Alamshar can trace his line back to Mumtaz Mahal, one of the foundation mares of the Aga Khan's family breeding operation.
The horse chasing Alamshar down the stretch, Sulamani, was bought by Sheik Mohammed after he was impressed with the horse's second-place effort in the Prix de l'Arc de Triomphe.
It's often said that it is better to regret having sold a horse than to regret having kept it, but Sheik Mohammed has left plenty of owners with a dose of remorse.
Sulamani was one of three entries Saturday for the sheik's Godolphin operation, and all of them had been bought privately after starting their careers elsewhere.
The sheik has a breeding operation, too, but with an ambitious checklist of Group 1 races around the world to win, he does not have time to wait generations for results.

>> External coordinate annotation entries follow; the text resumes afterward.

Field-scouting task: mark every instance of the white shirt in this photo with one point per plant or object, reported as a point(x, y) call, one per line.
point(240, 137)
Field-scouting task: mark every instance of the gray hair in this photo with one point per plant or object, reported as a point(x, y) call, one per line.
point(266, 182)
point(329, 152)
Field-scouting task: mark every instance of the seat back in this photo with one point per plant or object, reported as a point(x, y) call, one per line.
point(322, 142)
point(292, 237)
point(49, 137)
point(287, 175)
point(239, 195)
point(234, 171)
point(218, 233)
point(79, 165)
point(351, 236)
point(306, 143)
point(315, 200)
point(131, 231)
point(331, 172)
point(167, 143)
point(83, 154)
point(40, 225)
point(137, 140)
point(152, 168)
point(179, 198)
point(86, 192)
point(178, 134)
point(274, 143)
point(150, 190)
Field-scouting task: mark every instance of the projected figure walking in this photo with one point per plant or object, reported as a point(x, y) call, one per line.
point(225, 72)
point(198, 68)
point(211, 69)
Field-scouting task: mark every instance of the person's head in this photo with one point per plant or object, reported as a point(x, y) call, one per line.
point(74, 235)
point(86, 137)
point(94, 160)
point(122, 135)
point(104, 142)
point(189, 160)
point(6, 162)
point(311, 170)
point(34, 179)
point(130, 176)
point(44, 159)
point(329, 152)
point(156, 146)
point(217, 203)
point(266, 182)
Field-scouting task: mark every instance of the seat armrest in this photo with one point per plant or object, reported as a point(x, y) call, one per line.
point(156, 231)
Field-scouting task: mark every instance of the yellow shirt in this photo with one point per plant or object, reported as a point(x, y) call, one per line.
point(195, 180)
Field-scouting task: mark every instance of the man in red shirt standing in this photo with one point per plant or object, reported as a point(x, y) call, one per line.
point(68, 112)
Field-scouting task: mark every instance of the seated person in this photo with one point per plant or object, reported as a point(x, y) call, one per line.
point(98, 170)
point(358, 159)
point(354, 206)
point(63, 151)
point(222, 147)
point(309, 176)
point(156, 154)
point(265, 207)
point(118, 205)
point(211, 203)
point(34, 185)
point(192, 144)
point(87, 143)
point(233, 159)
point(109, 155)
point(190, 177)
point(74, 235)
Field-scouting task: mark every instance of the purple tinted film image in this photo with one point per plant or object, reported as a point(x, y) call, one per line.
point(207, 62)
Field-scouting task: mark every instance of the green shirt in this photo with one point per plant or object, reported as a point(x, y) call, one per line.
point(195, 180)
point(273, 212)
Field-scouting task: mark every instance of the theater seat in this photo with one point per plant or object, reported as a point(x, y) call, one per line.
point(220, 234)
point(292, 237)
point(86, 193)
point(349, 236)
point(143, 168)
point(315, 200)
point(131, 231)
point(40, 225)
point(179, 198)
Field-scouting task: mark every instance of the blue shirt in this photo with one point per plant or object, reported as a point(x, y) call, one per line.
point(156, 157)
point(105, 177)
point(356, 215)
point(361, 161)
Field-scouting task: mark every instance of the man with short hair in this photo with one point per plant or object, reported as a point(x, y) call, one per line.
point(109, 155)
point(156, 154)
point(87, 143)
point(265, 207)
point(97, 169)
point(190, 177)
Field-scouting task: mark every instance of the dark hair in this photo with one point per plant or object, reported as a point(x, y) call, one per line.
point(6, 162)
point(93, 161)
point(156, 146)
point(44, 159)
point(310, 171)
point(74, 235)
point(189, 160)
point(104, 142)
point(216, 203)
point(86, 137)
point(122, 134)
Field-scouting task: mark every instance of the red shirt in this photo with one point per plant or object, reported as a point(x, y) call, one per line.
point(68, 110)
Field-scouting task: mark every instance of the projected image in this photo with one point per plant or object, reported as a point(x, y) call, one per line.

His Godolphin stable has racked up 99 Group 1 victories, and the boys in blue are itching for No. 100.
The Aga Khan, on the other hand, only runs horses that come from the family breeding operation, which has been around since the early 1900's. This year has been the best ever for the famous green-and-red silks, and the Aga Khan sees it as a reward for many years of patience. "What's most exciting is the continuation of the breeding stock," the Aga Khan said. "Alamshar is from one of the oldest bloodlines in my family, so it's very rewarding." Alamshar, trained by John Oxx in Currabeg, Ireland, settled for third in the Epsom Derby on June 7 before going on to win the Irish Derby three weeks later. The King George is the first serious chance for the Derby generation of 3-year-olds to take on older horses, and before Saturday the results were evenly split between up-and-comers and experienced runners, at 26 victories each.
Alamshar's victory was also one for youth. He outran not only Sulamani but Nayef, the 5-year-old colt owned by Sheik Hamdan al-Maktoum that had gone off as the favorite. Nayef's jockey, Richard Hills, said the horse never settled into the race after rain Friday left the turf tacky.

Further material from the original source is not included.